Assignment 7: Autencoders

In this assignment, you will implement various autoencoder architectures on our beloved MNIST data. In particular, you will gain some insight into the problem of training convolutional autoencoders.

Autoencoders in Tensorflow

Building autencoders in Tensorflow is pretty simple. You need to define an encoding based on the input, a decoding based on the encoding, and a loss function that measures the distance between decoding and input. A common choice for image data is simply the mean squared error. To start off, you could try simple MLPs. Note that you are in no way obliged to choose the “reverse” encoder architecture for your encoder; e.g. you could use a 10-layer MLP as an encoder and a single layer as a decoder if you wanted. Note: The activation function of the last decoder layer is very important, as it needs to be able to map the input data range. The MNIST data that comes with Tensorflow should already be floats in the range [0, 1]. However, if you use the data we provided for earlier assignments, you should divide all images by 255.0 since the data is stored as ints in [0, 255] instead. Having data in the range [0, 1] allows you to use a sigmoid output activation, for example.

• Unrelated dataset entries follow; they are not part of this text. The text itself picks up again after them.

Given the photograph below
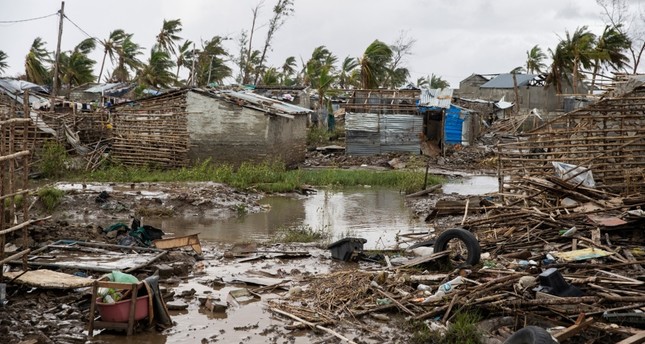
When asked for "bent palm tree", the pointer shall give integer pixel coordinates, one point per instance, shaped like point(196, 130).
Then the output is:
point(157, 72)
point(374, 64)
point(184, 54)
point(35, 69)
point(110, 46)
point(169, 35)
point(610, 51)
point(534, 60)
point(580, 49)
point(3, 61)
point(128, 60)
point(76, 67)
point(349, 65)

Experiment with different activations such as sigmoid, relu or linear (no) activation and see how it affects the model.

Keep in mind that the cost is not a good proxy for the “quality” of an autoencoder; instead you need to get an impression of what the model learned. Note that if you use a single-layer decoder, its weight matrix will be h_dim x 784 and each of the h_dim rows can be reshaped to 28x28 to get an impression of what kind of image the respective hidden dimension represents. The same holds for the encoder of course, which in the single-layer case will have a 784 x h_dim weight matrix.

Convolutional Autoencoders

Next, you should switch to a convolutional encoder/decoder to make use of the fact that we are working with image data. The encoding should simply be one or more convolutional layers, with any filter size and number of filters. The “inverse” of a tf.layers.conv2d is tf.layers.conv2d_transpose. Again, there is no requirement to make the parameters of encoder and decoder “fit”, e.g. you don’t need to use the same filter sizes. As long as you use “same” padding and unit strides, there should be no problems with input/output shapes mismatching. The last convolutional transpose should have only one filter to go back to what is basically black-and-white image space (one channel, like the MNIST input). Note that pooling cannot be reverted that easily, so you should not use it here. Also, to achieve decent visualizations, you should aim for shallow networks with large filters (e.g. one layer each for encoder and decoder with 11x11 filters). Take note of the cost value the network achieves, and visualize the learned filters. Find an explanation for your observations.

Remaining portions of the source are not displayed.